An artists rendering of the JPSS-2 satellite, which will be renamed NOAA-21 when in orbit. Credit: NOAA
Every night and every day, polar-orbiting satellites circle the Earth lots of times, collecting data that feed weather report and assist us understand extreme weather and climate modification. These sophisticated weather condition satellites comprise NOAAs Joint Polar Satellite System, which started monitoring the Earth in 2011 and will continue into the 2030s.
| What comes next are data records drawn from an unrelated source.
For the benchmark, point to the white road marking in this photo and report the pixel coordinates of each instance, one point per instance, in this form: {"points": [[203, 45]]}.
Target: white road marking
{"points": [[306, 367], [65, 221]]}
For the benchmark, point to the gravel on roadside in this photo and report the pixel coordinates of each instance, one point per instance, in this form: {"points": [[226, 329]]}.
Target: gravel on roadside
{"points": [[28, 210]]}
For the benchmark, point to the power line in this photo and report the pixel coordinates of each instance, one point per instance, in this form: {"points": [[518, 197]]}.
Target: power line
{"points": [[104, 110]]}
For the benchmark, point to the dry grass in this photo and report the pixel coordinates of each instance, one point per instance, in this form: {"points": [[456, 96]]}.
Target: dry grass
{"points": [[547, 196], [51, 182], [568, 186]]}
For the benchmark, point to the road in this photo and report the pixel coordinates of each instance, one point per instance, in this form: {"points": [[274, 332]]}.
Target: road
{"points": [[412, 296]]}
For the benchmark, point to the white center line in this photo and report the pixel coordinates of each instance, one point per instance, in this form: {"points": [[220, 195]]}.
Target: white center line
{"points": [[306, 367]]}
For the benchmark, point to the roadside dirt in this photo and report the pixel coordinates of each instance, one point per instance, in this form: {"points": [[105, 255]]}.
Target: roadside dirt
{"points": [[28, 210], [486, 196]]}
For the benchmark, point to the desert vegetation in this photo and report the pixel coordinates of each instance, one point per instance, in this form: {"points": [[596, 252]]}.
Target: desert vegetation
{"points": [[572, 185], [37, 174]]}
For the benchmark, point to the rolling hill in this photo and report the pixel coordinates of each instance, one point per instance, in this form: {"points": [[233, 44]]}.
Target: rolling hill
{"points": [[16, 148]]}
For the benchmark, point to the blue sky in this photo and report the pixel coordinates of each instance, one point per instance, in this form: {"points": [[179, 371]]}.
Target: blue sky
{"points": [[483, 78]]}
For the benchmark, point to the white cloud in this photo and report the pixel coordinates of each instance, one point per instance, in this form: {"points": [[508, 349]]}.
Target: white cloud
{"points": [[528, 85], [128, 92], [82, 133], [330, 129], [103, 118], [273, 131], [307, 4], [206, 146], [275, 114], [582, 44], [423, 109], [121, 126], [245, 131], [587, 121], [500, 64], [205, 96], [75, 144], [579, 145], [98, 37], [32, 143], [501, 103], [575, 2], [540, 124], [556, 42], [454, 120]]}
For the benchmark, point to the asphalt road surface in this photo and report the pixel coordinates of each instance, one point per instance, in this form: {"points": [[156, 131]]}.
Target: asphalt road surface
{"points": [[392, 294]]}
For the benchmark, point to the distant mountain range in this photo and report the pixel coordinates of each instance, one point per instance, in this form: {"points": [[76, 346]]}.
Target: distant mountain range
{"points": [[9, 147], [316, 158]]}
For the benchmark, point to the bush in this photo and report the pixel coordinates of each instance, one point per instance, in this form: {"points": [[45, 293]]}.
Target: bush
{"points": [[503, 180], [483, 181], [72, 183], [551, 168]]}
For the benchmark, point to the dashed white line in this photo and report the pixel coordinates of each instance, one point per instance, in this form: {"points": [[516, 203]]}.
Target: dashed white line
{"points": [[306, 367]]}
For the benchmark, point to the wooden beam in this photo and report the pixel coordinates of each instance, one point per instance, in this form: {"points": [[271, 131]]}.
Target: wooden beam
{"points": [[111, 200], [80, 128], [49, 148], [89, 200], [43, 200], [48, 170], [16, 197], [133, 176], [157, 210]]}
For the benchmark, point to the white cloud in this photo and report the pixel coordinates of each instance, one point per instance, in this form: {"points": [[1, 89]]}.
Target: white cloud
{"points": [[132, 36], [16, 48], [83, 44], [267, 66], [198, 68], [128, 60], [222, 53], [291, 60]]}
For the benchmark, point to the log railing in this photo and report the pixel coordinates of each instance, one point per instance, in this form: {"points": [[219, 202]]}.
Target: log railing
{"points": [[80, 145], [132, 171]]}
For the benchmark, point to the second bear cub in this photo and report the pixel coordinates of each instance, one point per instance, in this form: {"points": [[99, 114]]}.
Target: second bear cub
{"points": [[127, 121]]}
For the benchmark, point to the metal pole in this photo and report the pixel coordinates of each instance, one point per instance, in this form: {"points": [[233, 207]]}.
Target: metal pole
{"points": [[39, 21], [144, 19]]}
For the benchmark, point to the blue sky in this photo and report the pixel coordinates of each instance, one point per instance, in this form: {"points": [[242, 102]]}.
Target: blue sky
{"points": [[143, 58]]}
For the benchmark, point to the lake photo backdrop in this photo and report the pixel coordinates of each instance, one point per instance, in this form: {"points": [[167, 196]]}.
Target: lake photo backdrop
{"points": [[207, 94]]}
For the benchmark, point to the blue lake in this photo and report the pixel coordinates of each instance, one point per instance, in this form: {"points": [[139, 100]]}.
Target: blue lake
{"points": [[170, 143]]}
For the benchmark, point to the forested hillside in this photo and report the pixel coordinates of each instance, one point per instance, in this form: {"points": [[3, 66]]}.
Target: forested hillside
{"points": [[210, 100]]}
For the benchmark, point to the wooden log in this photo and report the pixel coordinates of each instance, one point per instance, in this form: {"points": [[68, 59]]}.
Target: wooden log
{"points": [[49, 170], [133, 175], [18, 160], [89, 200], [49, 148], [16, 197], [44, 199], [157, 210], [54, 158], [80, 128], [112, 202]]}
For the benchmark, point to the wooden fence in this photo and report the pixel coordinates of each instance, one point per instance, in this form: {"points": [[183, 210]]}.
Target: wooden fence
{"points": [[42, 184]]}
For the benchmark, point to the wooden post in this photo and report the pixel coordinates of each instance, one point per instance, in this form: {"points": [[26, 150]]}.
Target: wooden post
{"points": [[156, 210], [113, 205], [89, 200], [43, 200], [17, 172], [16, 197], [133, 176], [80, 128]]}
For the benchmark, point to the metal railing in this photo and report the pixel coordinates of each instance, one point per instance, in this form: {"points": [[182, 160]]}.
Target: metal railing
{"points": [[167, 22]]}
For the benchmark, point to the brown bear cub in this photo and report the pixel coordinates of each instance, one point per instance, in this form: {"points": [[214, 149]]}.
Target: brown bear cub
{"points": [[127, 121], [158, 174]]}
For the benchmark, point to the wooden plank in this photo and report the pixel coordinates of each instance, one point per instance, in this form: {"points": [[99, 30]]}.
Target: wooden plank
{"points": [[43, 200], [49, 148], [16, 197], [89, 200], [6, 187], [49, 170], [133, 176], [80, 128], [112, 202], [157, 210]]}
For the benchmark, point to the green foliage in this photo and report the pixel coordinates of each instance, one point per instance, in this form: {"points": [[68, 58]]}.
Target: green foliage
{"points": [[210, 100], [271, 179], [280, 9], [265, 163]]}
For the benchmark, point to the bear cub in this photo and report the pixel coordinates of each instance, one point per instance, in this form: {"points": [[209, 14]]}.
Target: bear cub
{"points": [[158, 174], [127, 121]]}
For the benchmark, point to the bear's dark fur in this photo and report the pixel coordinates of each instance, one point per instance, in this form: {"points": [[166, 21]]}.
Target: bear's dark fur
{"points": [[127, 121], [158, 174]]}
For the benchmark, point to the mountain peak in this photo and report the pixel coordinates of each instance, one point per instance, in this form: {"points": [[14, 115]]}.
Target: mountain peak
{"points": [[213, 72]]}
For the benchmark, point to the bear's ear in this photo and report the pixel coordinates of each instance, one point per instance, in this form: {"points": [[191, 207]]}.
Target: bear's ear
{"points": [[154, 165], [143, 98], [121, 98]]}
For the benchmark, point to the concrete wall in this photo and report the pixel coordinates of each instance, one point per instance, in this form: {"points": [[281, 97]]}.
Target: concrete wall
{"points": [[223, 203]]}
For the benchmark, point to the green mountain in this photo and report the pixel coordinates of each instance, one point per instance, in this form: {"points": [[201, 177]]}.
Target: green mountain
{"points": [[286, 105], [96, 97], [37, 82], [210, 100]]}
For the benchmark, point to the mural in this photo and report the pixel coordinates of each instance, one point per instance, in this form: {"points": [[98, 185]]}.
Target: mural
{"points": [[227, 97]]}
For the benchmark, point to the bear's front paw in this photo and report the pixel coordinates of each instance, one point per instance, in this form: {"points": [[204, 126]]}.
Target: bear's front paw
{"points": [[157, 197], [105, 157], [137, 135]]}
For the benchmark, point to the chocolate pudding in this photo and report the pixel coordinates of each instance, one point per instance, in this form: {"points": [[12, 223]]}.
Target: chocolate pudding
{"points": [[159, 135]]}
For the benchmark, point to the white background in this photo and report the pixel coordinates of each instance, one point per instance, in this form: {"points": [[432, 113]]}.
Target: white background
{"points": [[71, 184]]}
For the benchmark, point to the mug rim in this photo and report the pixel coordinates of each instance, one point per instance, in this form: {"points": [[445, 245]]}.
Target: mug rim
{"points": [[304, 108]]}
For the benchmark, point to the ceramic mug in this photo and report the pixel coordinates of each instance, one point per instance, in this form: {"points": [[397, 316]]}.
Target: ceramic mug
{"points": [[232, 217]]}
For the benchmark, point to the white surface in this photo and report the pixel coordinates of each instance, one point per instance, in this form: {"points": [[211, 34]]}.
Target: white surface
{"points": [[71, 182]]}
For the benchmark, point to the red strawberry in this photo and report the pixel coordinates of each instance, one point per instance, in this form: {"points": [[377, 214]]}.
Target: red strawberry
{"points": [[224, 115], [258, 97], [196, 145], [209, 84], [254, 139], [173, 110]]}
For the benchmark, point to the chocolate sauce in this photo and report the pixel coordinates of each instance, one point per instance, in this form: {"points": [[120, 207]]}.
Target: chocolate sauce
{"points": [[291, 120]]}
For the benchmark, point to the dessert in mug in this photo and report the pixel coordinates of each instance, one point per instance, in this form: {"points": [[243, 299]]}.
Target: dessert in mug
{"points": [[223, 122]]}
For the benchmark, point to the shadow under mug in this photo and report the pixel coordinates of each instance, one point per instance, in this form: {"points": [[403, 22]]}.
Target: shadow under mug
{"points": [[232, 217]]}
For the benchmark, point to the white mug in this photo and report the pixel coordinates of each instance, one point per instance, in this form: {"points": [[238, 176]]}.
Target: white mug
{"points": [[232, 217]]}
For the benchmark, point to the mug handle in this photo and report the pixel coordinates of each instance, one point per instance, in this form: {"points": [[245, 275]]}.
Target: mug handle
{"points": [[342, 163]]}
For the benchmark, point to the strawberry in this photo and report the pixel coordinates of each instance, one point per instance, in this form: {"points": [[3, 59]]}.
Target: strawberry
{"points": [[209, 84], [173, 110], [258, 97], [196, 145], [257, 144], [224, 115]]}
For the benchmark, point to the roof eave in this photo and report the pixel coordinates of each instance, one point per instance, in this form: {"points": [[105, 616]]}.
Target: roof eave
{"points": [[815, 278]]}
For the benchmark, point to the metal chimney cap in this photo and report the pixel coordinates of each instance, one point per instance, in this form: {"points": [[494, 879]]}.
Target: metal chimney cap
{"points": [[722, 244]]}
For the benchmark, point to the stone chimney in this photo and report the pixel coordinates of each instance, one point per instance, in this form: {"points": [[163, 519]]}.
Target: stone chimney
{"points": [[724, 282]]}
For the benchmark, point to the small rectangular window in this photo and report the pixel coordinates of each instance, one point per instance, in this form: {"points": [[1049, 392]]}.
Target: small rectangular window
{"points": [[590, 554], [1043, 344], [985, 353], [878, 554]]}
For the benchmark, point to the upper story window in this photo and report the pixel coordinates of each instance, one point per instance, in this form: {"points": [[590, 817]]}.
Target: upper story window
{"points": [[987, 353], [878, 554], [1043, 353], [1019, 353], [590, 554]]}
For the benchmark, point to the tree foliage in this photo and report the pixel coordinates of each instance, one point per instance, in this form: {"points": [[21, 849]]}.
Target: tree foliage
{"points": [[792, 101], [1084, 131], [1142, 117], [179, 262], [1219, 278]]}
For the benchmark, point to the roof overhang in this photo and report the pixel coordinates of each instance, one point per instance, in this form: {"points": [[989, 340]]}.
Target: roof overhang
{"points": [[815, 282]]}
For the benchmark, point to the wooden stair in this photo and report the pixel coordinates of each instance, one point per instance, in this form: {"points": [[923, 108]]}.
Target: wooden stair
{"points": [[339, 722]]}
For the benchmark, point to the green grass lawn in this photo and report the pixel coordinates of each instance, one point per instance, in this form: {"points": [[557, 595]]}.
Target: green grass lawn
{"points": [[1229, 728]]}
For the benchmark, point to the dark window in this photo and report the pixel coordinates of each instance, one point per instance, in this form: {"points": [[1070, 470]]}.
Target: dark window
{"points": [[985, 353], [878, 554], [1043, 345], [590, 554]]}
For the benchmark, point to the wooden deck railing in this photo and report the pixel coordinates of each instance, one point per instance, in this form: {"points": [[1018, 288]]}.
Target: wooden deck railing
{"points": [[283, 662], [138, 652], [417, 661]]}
The Joint Polar Satellite System-2 (JPSS-2) satellite is part of a long history of National Oceanic and Atmospheric Administrations (NOAA) and NASA satellites that date back to 1960, when the first weather condition satellite, TIROS-1 released from Cape Canaveral in Florida. JPSS-2 will be followed over the next decade by 2 more almost similar satellites, JPSS-3 and JPSS-4, which will continue to offer data used by NOAAs National Weather Service to anticipate weather condition three to seven days in advance.
JPSS-2 is about the size of a sedan at 14 feet tall by 7 feet wide, and it weighs 5,567 pounds– about the weight of an adult male rhinoceros. It is powered by solar panels that harness the Suns energy and its length stretches to 35 feet when its solar selection is released.
The satellite features 4 extremely sophisticated instruments to measure weather condition and climate conditions in the world: The Advanced Technology Microwave Sounder (ATMS) sees through clouds like an X-ray and can view the structure of the environment beneath those clouds and within storms; the Visible Infrared Imaging Radiometer Suite (VIIRS) procedures in the infrared and noticeable part of the spectrum and can image typhoons, floods, dust storms, cloud patterns, ocean color, and assist find and map wildfires; the Cross-track Infrared Sounder (CrIS) interacts with ATMS to take in-depth measurements of the atmospheric conditions required to create severe weather report days ahead of time; and the Ozone Mapping and Profiler Suite (OMPS) includes sensing units to track the concentration of ozone in the environment and step sulfur dioxide and other aerosols produced from volcanoes and particulates from wildfires.
As JPSS-2 makes its method to a polar Earth orbit, NASAs rideshare innovation presentation, NASAs Low-Earth Orbit Flight Test of an Inflatable Decelerator (LOFTID), will descend back to Earth and land in the Pacific Ocean. With splashdown simply over two hours after launch, LOFTID is distinct in that all operations will take place within a few hours of launch. LOFTID will show how the inflatable aeroshell, or heat shield, can decrease and survive re-entry in conditions relevant to numerous prospective applications, whether landing people on Mars, new objectives to Venus and Titan, or return of heavier payloads and samples from low-Earth orbit.
NASAs LOFTID is handled by Langley Research Center in Hampton, Virginia, with contributions from Ames Research Center in Silicon Valley, Marshall Space Flight Center in Huntsville, Alabama, Armstrong Flight Research Center in Edwards, California, and multiple U.S. small companies that contributed to the hardware. NASAs Launch Services Program, based at Kennedy Space Center in Florida, is responsible for NASA oversight of launch operations.